Je jongle principalement sur les différentes échelles sur des phases d’étude ou de conception. En termes de conception, ce sont des choix assez simples à faire. La question du climat s’aborde généralement d’un point de vue national ou international, selon les analyses du GIEC (8) avec de gros modèles de calcul. 

Selon moi, ce qui est important lorsqu’on s’intéresse à la conception bioclimatique, c’est de comprendre qu’il y a plusieurs échelles de climat qui s’imbriquent les unes dans les autres, une pièce d’un bâtiment peut être un microclimat particulier.  

En tant que designer et urbaniste, j’essaie de me dire à chaque fois, que je conçois des microclimats locaux à différentes échelles avec différents outils. Par exemple, lorsqu’on se place dans une pièce, l’intérêt est d’être “hors d’eau et hors d’air”, on va pouvoir contrôler le climat beaucoup plus finement que lorsqu’on se situe dans un environnement urbain contraint par une multitude de facteurs. À l'échelle urbaine, l’espace peut-être complètement ouvert aux brises et au vent, la marge de manœuvre est donc moindre. Ce qui m’importe c’est donc de travailler à plusieurs échelles et sur des microclimats caractérisés.


Tu travailles aussi avec des architectes à l'échelle du bâtiment ?

 

Je suis assez rarement consulté par des architectes. J’ai le sentiment que les éléments liés à la conception climatique sont vécus parfois comme des contraintes par les concepteurs et trop souvent je suis sollicité trop tard dans la conception du projet. Si le plan masse est déjà figé, les pièces et le plan du bâtiment déjà orienté, je ne peux pas faire grand chose, la contrainte est trop importante. Selon moi, il faudrait intervenir le plut tôt possible au commencement du projet, presque dans les phases de programmation. 

 

Je pense que je suis assez peu consulté par les architectes aussi par rapport à la notion d’honoraires. Si on commence à faire intervenir les bureaux d’études trop tôt dans les projets, alors, on rogne sur les honoraires aussi de l’architecte. Cela pose aussi une grande question sur l’argent qu’on consacre globalement à la conception. Par exemple, sur des questions d’études liées à l’analyse bioclimatique du projet, on pinaille sur 1000 ou 2000 euros alors que le projet vaut plusieurs millions d’euros. Ces détails de conception ne sont pas anodins et vont avoir des conséquences importantes sur la poursuite du projet, sa gestion, son coût global et environnemental. Personnellement, j’essaie de dépasser mon rôle de bureau d’études, je préfère m’engager à fond dans l’idée de conception. J’essaie d’utiliser des outils qui sont assez souples pour pouvoir revenir plusieurs fois sur l’étude.
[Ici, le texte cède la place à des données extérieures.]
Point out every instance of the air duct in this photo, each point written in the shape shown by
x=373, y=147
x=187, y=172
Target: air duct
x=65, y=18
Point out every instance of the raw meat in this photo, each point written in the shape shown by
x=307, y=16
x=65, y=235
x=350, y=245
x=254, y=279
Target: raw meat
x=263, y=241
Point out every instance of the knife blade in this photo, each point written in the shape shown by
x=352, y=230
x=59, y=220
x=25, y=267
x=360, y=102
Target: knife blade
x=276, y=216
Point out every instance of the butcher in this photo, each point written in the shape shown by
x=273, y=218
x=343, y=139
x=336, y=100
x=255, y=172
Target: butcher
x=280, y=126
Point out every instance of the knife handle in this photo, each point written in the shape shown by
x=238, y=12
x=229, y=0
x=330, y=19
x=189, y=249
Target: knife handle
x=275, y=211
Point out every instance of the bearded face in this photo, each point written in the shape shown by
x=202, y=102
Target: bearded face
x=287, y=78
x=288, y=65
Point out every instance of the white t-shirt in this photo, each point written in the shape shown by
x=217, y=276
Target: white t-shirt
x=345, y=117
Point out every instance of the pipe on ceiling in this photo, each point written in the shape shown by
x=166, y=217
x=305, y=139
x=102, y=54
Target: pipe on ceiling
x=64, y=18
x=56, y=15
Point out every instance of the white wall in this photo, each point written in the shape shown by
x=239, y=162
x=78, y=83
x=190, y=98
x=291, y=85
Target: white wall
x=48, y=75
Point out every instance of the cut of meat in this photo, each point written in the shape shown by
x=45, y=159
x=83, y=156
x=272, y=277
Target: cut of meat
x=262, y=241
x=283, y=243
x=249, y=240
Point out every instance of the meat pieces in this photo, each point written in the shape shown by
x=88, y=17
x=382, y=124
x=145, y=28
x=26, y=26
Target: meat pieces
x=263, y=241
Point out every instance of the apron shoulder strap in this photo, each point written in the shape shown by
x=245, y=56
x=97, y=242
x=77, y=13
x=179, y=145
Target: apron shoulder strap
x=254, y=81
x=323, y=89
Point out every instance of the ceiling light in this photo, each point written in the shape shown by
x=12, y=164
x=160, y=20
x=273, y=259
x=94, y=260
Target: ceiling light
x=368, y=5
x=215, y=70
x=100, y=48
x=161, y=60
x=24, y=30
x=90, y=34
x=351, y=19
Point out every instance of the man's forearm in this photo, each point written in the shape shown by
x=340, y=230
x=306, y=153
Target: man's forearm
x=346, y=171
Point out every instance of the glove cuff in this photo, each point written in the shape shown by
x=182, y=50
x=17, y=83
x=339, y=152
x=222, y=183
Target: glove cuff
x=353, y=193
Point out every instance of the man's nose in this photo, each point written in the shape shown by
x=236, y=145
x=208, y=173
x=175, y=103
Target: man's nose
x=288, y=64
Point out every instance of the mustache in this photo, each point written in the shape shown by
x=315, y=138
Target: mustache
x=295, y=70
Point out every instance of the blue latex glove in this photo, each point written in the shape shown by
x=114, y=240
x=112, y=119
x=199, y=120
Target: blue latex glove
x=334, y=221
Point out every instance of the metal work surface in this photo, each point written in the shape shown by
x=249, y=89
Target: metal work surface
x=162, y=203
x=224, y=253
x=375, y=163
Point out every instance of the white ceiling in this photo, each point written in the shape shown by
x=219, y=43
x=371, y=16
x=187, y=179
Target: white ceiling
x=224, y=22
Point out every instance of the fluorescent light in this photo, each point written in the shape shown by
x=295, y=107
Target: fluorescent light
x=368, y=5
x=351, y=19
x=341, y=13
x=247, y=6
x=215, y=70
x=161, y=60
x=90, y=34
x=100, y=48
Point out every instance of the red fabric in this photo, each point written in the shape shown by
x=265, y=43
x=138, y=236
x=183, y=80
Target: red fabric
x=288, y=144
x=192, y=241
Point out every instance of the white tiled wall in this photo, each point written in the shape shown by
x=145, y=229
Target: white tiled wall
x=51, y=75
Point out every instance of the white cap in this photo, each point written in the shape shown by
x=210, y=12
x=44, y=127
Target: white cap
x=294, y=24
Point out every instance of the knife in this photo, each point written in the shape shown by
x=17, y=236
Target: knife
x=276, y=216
Lorsque je fais de l’ensoleillement, je peux modifier certains paramètres assez rapidement et dialoguer pendant la conception.

Que signifie : réaliser une étude d'ensoleillement ?

Aujourd'hui, il y a plein de logiciels qui permettent d'étudier l'ensoleillement. A savoir, la quantité d'énergie solaire qui va arriver sur une surface, soit une façade, soit une place, par exemple. Il y a des logiciels plus ou moins perfectionnés. Le problème qu’on rencontre c’est que plus le logiciel est perfectionné, plus la maquette 3D va être difficile à faire évoluer. Lorsqu’on réalise un plan masse, on a déjà intégré le maillage et on ne peut plus rebouger facilement le dessin, il est nécessaire de reprendre tout le processus. Selon moi, il faut trouver un bon compromis entre un logiciel qui soit suffisamment souple pour évoluer et une bonne rigueur. 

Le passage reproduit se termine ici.